That being said, I wouldn't recommend riding a hardtail at a DH park, not only would it not be as much fun, I think it could be downright dangerous (ok, it's dangerous no matter what bike you ride, but I think a hardtail would be very hard to control at speed on a DH course).


----------



## JoePAz (May 7, 2012)

I just when to a DH bike park this past weekend. (Natural terrain and 5% to 20% avg downgrades) I brought 2 bikes. One was a 7" freeride bike. It is set-up about like DH bike, but has a single crown fork. Definitely enough bike. I also brought a Santa Cruz Solo (5010). That is a 5" bike with 68 deg head angle and a dropper post. Not really ideal, but I wanted to see how it would do.

While the 7" bike was better suited to chair lift riding, more plush and more than durable enough for the trails I was actually more comfortable and in fact faster on the Solo. The reason was in large part due me being mostly an XC rider vs a DH type. It was my first visit to a DH park in 15 years and I have not developed the skills to fully utilize the capabilities of the 7" bike.

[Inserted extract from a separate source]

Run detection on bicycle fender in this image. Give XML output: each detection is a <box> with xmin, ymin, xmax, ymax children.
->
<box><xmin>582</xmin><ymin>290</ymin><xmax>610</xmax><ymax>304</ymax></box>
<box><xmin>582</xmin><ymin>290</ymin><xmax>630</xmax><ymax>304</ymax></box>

I don't do jump and am still not comfortable on large drops. So given my personal limitations the 5" Solo with the dropper was very capable. In order for me to fully use the capabilities of the 7" bike I need push my mental confidence and skill set. Plus I need to learn to dial in the suspension as the rear felt both really soft and did not seem to hold traction well. 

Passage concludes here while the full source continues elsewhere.